Against all logic and the consumer protection provisions of the Staggers Act - the 1980 law that partially deregulated the rail industry -- the STB found to be “reasonable” rates that were 350 percent of the railroads’ variable costs, and four to five times higher than previous record rates awarded in rate challenges for western coal.


Ironically, at this very time that America’s railroads are at their most profitable, they simply aren’t getting the job of transportation done for the nation. We are pleased that the railroads are financially healthy. Financially healthy railroads are essential to a healthy American economy.

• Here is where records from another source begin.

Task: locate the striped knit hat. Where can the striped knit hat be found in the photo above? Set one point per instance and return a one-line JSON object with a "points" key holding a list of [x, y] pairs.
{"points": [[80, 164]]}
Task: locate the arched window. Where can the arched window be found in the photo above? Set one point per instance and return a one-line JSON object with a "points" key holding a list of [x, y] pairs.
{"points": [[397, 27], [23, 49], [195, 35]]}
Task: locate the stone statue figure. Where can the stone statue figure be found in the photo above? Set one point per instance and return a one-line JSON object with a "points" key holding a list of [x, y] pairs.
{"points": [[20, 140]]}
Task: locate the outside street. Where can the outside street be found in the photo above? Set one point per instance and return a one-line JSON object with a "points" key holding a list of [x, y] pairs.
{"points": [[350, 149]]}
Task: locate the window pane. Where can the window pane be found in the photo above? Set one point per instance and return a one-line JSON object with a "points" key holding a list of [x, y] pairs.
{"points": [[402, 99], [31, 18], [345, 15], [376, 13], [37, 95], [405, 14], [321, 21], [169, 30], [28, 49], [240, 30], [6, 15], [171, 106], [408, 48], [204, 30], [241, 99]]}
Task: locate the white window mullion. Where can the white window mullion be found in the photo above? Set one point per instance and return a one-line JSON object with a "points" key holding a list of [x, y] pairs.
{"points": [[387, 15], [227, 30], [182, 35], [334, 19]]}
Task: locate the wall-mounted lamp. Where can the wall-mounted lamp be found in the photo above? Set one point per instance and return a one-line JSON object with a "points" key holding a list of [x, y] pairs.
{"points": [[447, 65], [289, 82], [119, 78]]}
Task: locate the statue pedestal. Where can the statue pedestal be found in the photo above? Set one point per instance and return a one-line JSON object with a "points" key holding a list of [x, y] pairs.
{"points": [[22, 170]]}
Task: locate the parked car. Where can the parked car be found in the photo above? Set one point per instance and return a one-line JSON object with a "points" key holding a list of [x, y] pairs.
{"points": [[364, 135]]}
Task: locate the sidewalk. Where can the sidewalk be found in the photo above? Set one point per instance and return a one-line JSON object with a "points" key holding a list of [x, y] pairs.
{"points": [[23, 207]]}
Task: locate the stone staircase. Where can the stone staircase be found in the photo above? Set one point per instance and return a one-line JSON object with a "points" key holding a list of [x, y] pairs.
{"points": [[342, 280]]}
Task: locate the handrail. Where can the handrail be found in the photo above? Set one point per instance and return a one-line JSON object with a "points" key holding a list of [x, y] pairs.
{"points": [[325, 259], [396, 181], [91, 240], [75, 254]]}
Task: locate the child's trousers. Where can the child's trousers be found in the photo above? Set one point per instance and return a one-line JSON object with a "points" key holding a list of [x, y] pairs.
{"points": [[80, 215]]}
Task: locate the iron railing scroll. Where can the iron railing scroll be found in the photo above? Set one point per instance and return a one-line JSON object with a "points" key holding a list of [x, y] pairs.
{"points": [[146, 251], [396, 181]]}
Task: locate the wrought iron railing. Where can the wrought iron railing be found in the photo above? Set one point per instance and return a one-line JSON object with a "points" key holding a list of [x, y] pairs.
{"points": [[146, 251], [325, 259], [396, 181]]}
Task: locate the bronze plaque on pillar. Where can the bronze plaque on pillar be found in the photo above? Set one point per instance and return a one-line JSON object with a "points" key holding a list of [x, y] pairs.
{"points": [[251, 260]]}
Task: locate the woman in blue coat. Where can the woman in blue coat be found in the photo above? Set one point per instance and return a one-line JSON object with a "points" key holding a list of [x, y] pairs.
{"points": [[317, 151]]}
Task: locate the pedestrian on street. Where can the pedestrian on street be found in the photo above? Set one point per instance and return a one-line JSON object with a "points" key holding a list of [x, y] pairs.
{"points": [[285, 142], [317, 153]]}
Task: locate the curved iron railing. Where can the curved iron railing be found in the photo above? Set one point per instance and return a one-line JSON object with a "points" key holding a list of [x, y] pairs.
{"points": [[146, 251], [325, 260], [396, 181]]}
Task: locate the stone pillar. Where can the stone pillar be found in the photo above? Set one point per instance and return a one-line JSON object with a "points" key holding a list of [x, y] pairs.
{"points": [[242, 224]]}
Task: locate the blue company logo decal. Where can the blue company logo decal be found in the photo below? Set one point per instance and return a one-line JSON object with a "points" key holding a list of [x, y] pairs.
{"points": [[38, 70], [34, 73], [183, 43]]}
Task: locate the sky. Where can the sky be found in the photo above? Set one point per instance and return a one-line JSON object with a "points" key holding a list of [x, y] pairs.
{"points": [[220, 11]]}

The massive distances we must cover to move raw materials and finished products in our nation require rail. But healthy railroads are only important to the nation if they are performing their job of transporting goods effectively and at reasonable prices.


Healthy Competition


Only competition, not unrestrained monopoly power, ensures effective transportation at reasonable rates. When rail providers must compete for their customers, service improves, investment in infrastructure increases, and rates reflect market realities.


We have introduced legislation in Congress to address the current abuses of monopoly power in the rail industry. We believe it is long past time to end the railroads’ practice of unreasonably burdening captive customers in our states and every other one in the Lower 48. Our legislation would prevent the Class I railroads from coercively limiting competition from other major or short-line railroads and from engaging in monopolistic pricing and other activities made possible by the stranglehold the railroads have on American commerce. It is the only way American consumers are going to have the rail system they deserve and that we need to compete in the global economy of the 21st Century.
Senators Burns, Rockefeller and Dorgan are members of the Senate Commerce, Science and Transportation Committee; Senators Burns, Dorgan and Craig are members of the Senate Energy and Natural Resources Committee.